Robotic thymectomy and Video-assisted thoracoscopic thymectomy (VATS)
These Minimally invasive techniques use several tiny incisions in the chest. A camera is inserted through one of the incisions, and the surgery is performed with video guidance. The surgeon removes the thymus by using special surgical tools inserted into the other incisions. In a robotic-assisted procedure, the surgeon uses robotic arms to perform the surgery. The goal is to provide the same result as the more invasive transsternal approach with less post-operative discomfort and a quicker recovery.
What are the risks of thymectomy?
Complications are rare, but the risks include:
- Infection
- Bleeding
- Injury lung
- Nerve injury
Your doctor will evaluate your risk based on your age and other medical conditions.
VATS (Video-Assisted Thoracic Surgery)
Video-assisted thoracoscopic surgery (VATS) is a minimally invasive surgical technique used to diagnose and treat problems in your chest.

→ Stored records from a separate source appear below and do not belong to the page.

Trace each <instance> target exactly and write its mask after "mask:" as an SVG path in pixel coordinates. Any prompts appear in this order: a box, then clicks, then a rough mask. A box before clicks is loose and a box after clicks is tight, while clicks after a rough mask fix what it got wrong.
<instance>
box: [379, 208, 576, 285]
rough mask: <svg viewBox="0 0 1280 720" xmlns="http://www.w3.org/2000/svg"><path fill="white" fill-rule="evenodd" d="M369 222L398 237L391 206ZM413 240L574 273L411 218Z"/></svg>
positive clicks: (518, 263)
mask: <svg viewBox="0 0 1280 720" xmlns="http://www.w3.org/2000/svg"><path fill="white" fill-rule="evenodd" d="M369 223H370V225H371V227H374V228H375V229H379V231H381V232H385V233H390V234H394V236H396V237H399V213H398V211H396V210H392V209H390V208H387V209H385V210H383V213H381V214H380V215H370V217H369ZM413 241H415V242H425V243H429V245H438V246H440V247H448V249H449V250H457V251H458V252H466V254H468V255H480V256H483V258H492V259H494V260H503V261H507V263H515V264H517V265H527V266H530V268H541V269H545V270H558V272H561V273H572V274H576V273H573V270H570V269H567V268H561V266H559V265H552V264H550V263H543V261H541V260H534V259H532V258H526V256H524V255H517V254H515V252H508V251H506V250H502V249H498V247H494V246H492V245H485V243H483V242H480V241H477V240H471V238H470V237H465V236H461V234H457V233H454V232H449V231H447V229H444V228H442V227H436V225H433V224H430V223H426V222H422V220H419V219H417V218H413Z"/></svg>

During a video-assisted thoracoscopic surgery procedure, a tiny camera (thoracoscope) and surgical instruments are inserted into your chest through small incisions in your chest wall. The thoracoscope transmits images of the inside of your chest onto a video monitor, guiding the surgeon in performing the procedure.
Why it's done
Surgeons use the video-assisted thoracoscopic surgery technique to perform a variety of operations, such as:
- Biopsy to diagnose lung cancer, mesothelioma and other chest cancers
- Esophagus surgery (esophagectomy)
- Hiatal hernia repair
- Lung surgery, such as surgery to treat lung cancer and lung volume reduction surgery
- Procedures to remove excess fluid or air from the area around the lungs
- Surgery to relieve excessive sweating (hyperhidrosis)
- Surgery to reduce gastroesophageal reflux disease
- Thymus gland removal surgery (thymectomy)

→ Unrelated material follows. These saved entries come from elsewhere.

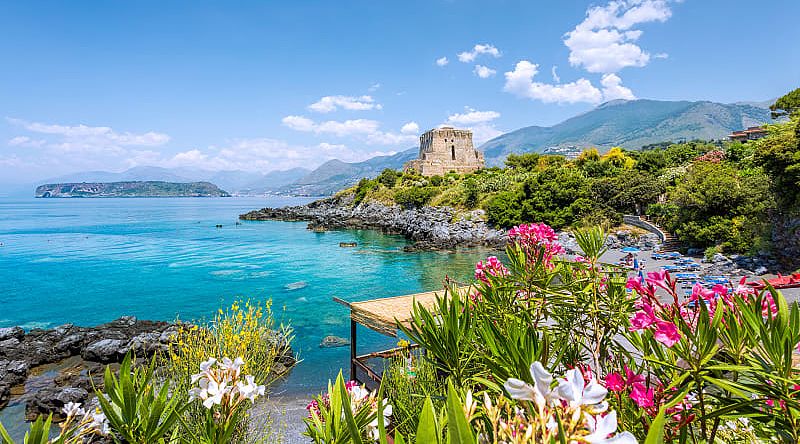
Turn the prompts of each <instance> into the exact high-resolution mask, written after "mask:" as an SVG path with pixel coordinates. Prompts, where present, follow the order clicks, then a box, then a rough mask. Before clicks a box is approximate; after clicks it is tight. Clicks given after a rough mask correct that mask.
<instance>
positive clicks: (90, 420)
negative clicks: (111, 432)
mask: <svg viewBox="0 0 800 444" xmlns="http://www.w3.org/2000/svg"><path fill="white" fill-rule="evenodd" d="M86 416H88V417H89V419H90V422H89V424H87V425H86V428H87V429H89V430H91V431H92V432H94V433H98V434H100V435H103V436H106V435H108V434H109V433H110V431H111V427H110V426H109V425H108V419H106V415H105V414H103V412H101V411H95V412H90V413H87V414H86Z"/></svg>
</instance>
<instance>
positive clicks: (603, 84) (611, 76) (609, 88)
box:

When compared with a traditional open operation (thoracotomy), video-assisted thoracoscopic surgery may result in less pain and shorten recovery time.
Risks
Possible complications of video-assisted thoracoscopic surgery (VATS) include:
- Pneumonia infection
- Bleeding
- Temporary or permanent nerve damage
- Anesthesia-related effects
Talk with your doctor about these and other risks of VATS.
How you prepare
You may need to undergo some tests to determine whether video-assisted thoracoscopic surgery (VATS) is a good option for you. These may include imaging tests, laboratory tests, pulmonary function tests, and cardiac evaluation.

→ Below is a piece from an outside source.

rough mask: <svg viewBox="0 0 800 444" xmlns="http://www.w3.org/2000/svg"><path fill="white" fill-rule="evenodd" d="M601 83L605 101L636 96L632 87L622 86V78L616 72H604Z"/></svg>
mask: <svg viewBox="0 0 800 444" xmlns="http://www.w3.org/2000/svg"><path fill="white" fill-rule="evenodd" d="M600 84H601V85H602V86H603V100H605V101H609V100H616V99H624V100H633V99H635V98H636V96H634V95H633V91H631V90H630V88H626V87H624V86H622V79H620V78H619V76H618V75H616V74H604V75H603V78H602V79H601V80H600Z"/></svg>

If you are scheduled for surgery, your doctor will give you specific instructions to help you prepare.
What you can expect
Usually, people undergoing video-assisted thoracoscopic surgery (VATS) are given a general anesthetic, which means they are asleep during surgery. During video-assisted thoracoscopic surgery (VATS), a doctor puts a breathing tube down your throat into your trachea to provide oxygen to your lungs.
Then a surgeon makes small incisions in your chest and inserts specially designed surgical instruments to perform the procedure.
You may be in surgery for one to two hours, though that can vary depending on your situation.
Results
If you have VATS to biopsy tissue, you may undergo further surgery, depending on the results of the biopsy.